SAI #08: Request-Response Model Deployment - The MLOps Way, Spark - Executor Memory Structure and more...

Request-Response Model Deployment - The MLOps Way, Model Deployment - Scaling, Spark - Executor Memory Structure, Kafka - Data Replication (Basics).

Dec 03, 2022

👋 This is Aurimas. I write the weekly SAI Newsletter where my goal is to present complicated Data related concepts in a simple and easy to digest way. The goal is to help You UpSkill in Data Engineering, MLOps, Machine Learning and Data Science areas.

In this episode we cover:

MLOps.

Request-Response Model Deployment - The MLOps Way.
Model Deployment - Scaling.

Data Engineering.

Spark - Executor Memory Structure.
Kafka - Data Replication (Basics).

No Excuses Data Engineering Project Template.

Making No Excuses Data Engineering Template Bulletproof.

MLOps Fundamentals or What Every Machine Learning Engineer Should Know

𝗥𝗲𝗾𝘂𝗲𝘀𝘁-𝗥𝗲𝘀𝗽𝗼𝗻𝘀𝗲 𝗠𝗼𝗱𝗲𝗹 𝗗𝗲𝗽𝗹𝗼𝘆𝗺𝗲𝗻𝘁 - 𝗧𝗵𝗲 𝗠𝗟𝗢𝗽𝘀 𝗪𝗮𝘆.

Last week we looked into a Model Deployment procedure as part of a Streaming Application.

Today we look into deployment of the ML Model as a Request-Response API - The MLOps Way.

𝗟𝗲𝘁’𝘀 𝘇𝗼𝗼𝗺 𝗶𝗻:

𝟭: Version Control: Machine Learning Training Pipeline is defined in code, once merged to the main branch it is built and triggered.
𝟮: Feature Preprocessing: Features are retrieved from the Feature Store, validated and passed to the next stage.

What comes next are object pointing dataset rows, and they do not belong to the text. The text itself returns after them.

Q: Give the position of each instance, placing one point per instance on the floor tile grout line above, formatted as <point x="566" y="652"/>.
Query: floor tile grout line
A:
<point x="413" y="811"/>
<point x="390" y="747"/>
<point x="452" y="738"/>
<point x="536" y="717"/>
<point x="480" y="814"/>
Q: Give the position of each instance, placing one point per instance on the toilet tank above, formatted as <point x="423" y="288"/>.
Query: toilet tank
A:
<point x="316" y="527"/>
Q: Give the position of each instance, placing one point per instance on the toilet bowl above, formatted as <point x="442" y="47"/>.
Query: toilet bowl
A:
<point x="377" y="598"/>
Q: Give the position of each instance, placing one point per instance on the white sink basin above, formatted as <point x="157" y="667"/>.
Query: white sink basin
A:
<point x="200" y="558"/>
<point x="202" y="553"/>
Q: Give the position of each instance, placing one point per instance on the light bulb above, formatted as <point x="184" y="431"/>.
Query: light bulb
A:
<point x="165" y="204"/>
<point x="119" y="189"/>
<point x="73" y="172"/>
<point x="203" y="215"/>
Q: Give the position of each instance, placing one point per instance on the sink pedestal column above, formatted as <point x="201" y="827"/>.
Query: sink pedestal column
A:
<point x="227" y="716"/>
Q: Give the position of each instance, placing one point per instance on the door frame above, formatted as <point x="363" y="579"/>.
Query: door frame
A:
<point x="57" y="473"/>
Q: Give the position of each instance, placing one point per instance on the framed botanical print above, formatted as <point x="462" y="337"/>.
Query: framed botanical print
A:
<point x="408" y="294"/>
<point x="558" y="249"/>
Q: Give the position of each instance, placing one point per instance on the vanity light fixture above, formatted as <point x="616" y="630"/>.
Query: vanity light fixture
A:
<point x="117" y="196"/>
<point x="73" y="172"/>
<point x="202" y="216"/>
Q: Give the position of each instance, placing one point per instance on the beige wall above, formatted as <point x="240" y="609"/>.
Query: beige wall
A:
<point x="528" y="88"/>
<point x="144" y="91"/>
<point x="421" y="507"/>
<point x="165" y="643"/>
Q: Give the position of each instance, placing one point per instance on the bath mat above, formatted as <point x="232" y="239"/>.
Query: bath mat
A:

Any feature related metadata that is tightly coupled to the Model being trained is saved to the Experiment Tracking System.
𝟯: Model is trained and validated on Preprocessed Data, Model related metadata is saved to the Experiment Tracking System.
𝟰.𝟭: If Model Validation passes all checks - Model Artifact is passed to a Model Registry.
𝟰.𝟮: Model is packaged into a container ready to be exposed as REST or gRPC API. Model is Served.
𝟱.𝟭: Experiment Tracking metadata is connected to Model Registry per Model Artifact. Responsible person chooses the best candidate and switches its state to Production.
𝟱.𝟮: A web-hook is triggered by the action and a new version of containerised API is Deployed. We looked into release strategies in one of the previous posts.
𝟲: A Request from a Product Application is performed against the API - Features for inference are retrieved from Real Time Feature Serving API and inference results are returned to the Application.
𝟳: ML APIs are faced with a Load Balancer to enable horizontal scaling.
𝟴: Multiple ML APIs will be exposed in this way to support different Product Applications. A good example is a Ranking Function.
𝟵: Feature Store will be mounted on top of a Data Warehouse to retrieve Static Features or
𝟵.𝟭: Some of the Features will be Dynamic and calculated in Real Time from Real Time Streaming Storage like Kafka.
𝟭𝟬: An orchestrator schedules Model Retraining.
𝟭𝟭: ML Models that run in production are monitored. If Model quality degrades - retraining can be automatically triggered.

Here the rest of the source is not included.